Le fonctionnement des centrales nucléaires n’est que très peu affecté en cas de canicule. Et lorsque leur puissance est modulée à la baisse, c’est avant tout par souci de préservation de l’environnement. Explications.
C’est la plus grande centrale nucléaire des Etats-Unis. Palo Verde est exploitée par Arizona Public Service, au beau milieu du désert, non loin de la ville de Phoenix. Autre particularité, et non des moindres, c’est aussi la seule des Etats-Unis à ne pas avoir été installée à proximité d’un fleuve ou d’un littoral. Elle est équipée de trois tours aéroréfrigérantes à tirage mécanique par réacteur et utilise, pour son refroidissement, des eaux en provenance de Phoenix. Aux Émirats arabes unis aussi, on a fait le choix d’installer la première centrale nucléaire du monde arabe en plein désert, à Barakah.
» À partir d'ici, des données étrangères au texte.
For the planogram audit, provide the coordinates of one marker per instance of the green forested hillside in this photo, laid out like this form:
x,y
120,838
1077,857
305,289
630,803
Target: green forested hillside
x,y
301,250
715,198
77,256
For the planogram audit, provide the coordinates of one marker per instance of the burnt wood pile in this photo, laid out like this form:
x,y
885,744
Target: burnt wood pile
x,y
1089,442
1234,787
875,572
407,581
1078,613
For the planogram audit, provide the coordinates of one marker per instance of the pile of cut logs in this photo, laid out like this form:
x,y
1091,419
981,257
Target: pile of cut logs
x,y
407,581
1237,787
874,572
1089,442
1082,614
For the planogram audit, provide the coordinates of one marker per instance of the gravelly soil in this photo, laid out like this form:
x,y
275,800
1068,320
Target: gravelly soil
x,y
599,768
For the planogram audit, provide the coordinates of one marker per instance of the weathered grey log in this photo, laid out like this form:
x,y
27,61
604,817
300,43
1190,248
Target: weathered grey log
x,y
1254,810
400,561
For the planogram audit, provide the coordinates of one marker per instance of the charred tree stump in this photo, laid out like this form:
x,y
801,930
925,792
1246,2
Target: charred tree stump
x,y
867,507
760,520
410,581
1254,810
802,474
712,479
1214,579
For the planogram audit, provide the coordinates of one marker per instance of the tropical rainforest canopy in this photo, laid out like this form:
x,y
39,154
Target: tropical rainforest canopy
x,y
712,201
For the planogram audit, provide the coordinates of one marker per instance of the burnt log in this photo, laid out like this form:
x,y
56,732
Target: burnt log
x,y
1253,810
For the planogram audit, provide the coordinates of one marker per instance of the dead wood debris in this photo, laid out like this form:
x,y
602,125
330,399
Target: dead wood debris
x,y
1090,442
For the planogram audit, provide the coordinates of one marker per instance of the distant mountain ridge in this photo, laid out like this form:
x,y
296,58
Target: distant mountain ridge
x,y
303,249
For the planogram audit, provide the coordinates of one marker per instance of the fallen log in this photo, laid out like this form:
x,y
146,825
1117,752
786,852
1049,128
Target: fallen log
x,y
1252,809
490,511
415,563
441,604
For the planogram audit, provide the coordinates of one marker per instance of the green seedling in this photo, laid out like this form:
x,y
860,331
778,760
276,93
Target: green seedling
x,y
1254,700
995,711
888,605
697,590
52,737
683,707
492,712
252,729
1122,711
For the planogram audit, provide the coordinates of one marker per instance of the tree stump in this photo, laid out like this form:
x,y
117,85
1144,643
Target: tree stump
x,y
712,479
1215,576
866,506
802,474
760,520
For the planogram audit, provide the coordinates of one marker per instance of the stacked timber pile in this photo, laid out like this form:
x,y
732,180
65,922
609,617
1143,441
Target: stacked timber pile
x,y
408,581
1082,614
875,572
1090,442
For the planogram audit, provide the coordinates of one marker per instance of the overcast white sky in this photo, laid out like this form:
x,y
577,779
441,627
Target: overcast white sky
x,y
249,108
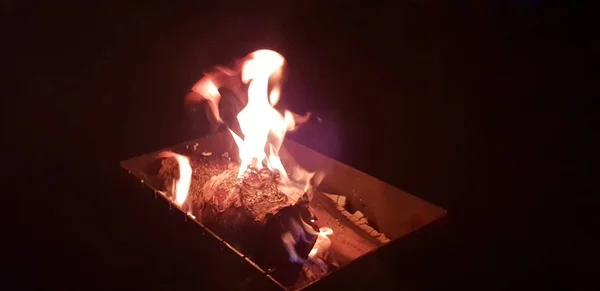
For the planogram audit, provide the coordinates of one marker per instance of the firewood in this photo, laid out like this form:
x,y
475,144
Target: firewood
x,y
357,218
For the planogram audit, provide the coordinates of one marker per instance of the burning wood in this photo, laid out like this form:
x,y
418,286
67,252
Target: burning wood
x,y
265,210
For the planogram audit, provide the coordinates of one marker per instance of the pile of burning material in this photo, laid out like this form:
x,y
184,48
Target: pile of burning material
x,y
246,188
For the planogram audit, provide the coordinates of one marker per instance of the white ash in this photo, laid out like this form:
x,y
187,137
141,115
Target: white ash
x,y
358,218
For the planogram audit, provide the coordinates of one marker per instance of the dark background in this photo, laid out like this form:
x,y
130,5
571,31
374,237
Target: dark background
x,y
478,108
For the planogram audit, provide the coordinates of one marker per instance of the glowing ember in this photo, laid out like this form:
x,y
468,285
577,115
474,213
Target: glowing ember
x,y
323,242
181,187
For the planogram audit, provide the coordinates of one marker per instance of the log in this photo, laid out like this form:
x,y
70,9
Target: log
x,y
250,213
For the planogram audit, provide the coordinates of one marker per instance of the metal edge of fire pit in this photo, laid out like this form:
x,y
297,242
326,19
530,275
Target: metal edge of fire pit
x,y
334,182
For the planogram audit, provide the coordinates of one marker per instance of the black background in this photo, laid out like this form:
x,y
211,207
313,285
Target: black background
x,y
479,108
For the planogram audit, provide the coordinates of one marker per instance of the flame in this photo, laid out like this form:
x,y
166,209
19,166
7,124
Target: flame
x,y
323,242
182,185
259,119
300,231
262,126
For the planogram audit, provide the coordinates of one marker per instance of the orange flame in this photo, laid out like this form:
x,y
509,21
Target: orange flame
x,y
263,127
258,119
323,242
182,185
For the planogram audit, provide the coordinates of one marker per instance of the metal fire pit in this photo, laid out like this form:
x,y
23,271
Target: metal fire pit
x,y
391,211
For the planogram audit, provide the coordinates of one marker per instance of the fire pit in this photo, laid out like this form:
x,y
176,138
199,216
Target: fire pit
x,y
290,212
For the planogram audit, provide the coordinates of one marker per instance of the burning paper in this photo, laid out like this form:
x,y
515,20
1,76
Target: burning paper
x,y
180,187
262,126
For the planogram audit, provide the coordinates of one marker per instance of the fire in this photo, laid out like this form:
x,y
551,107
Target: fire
x,y
262,126
181,187
299,232
323,242
259,118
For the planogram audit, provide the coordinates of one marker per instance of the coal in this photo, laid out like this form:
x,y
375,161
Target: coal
x,y
249,213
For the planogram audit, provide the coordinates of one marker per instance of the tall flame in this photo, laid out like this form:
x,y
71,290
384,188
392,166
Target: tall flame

Centrale nucléaire et canicule sont-elles incompatibles ?
Ces deux centrales sont installées au cœur du désert et pourtant, elles sont opérationnelles. Contrairement à une idée reçue, les centrales nucléaires peuvent tout à fait fonctionner sous de fortes chaleurs. Récemment, c’est Jean-Luc Mélenchon, leader de la Nupes, qui soutenait le contraire au micro de France Bleu. « Il se trouve que le nucléaire ne fonctionne pas quand il fait chaud. »
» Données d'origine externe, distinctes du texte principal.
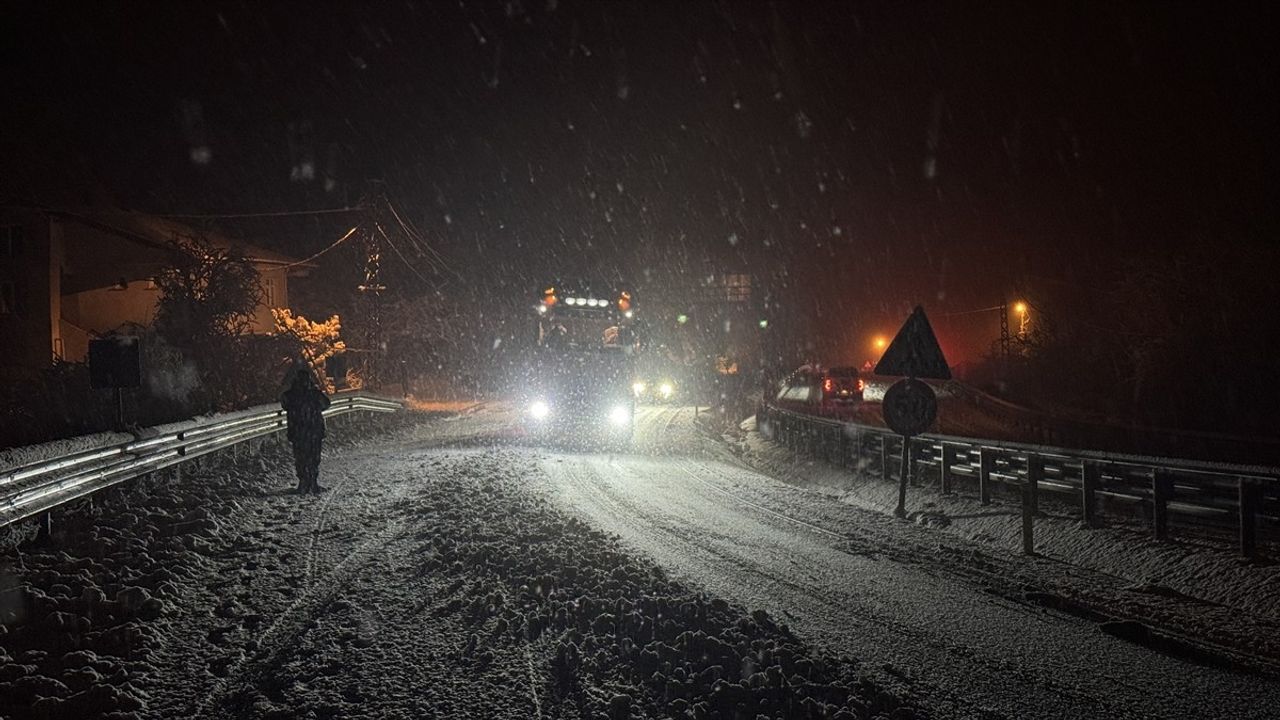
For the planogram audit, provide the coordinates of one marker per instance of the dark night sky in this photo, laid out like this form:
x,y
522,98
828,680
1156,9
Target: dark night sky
x,y
876,154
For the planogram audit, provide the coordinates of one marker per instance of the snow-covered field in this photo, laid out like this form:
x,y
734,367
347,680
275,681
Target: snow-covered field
x,y
453,570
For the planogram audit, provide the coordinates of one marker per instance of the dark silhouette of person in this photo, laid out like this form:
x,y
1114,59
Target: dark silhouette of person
x,y
304,404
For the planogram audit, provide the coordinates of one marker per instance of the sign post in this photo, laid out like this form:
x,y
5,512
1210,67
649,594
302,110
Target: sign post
x,y
909,405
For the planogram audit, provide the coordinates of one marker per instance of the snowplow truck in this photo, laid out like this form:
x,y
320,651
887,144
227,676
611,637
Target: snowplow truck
x,y
579,383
Derrière cette croyance se cache une crainte : que les fleuves asséchés par les canicules ne soient plus en mesure de refroidir les réacteurs et que la sécurité des centrales soit mise en péril. Le débit des fleuves diminuant en période de canicule, l’eau chauffera davantage. Et si les centrales prélèvent l’eau pour leur système de refroidissement, les rejets chauffés de plusieurs degrés par les condenseurs peuvent perturber les écosystèmes locaux. D’autant plus si le débit est plus faible et donc la dilution moins efficace. C’est pourquoi l’Autorité de sûreté nucléaire (ASN) a fixé des seuils de température à ne pas dépasser, et ce, pour chaque centrale. Certaines, plus particulièrement dans le Sud, sont donc amenées à limiter leurs productions en cas de fortes chaleurs.C’est pourquoi EDF peut parfois prendre la décision de procéder à une réduction de la production de ces centrales, comme à Saint-Alban près de Lyon, il y a quelques jours, lorsque le débit du Rhône est descendu à 330 m3/seconde par endroit.
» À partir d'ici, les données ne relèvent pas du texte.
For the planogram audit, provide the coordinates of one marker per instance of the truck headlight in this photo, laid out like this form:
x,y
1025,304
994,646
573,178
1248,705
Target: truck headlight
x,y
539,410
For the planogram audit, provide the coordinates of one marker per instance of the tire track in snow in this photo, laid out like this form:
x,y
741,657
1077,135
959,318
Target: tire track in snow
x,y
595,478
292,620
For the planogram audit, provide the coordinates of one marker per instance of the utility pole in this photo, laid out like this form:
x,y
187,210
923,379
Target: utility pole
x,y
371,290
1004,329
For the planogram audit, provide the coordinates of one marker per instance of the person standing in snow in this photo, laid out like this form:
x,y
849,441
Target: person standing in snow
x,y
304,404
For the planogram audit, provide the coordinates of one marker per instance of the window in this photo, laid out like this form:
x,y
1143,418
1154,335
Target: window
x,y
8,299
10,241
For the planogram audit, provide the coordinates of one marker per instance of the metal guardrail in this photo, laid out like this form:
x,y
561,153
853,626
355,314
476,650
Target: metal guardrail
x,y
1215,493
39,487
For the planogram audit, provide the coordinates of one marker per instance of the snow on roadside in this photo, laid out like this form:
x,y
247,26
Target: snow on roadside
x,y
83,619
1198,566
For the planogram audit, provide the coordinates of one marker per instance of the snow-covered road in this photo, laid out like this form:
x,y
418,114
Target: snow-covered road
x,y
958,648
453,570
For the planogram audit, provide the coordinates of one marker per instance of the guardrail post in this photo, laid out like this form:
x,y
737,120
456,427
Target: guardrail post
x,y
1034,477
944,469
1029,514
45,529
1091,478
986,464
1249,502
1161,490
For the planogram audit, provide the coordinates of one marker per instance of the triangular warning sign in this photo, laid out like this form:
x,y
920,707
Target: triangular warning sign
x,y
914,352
De nombreux articles de presse traitent en été de la mise à l’arrêt de certaines centrales, établissant un lien de corrélation direct entre la hausse des températures et la sûreté des installations. Pourtant, la vague de chaleur qui a frappé la France la semaine dernière n’a conduit à l’arrêt d’aucun des 56 réacteurs que compte le parc nucléaire français. Si 27 d’entre eux sont effectivement à l’arrêt, c’est pour d’autres raisons : 12 rencontrent des problèmes de corrosion ; 15 sont en maintenance.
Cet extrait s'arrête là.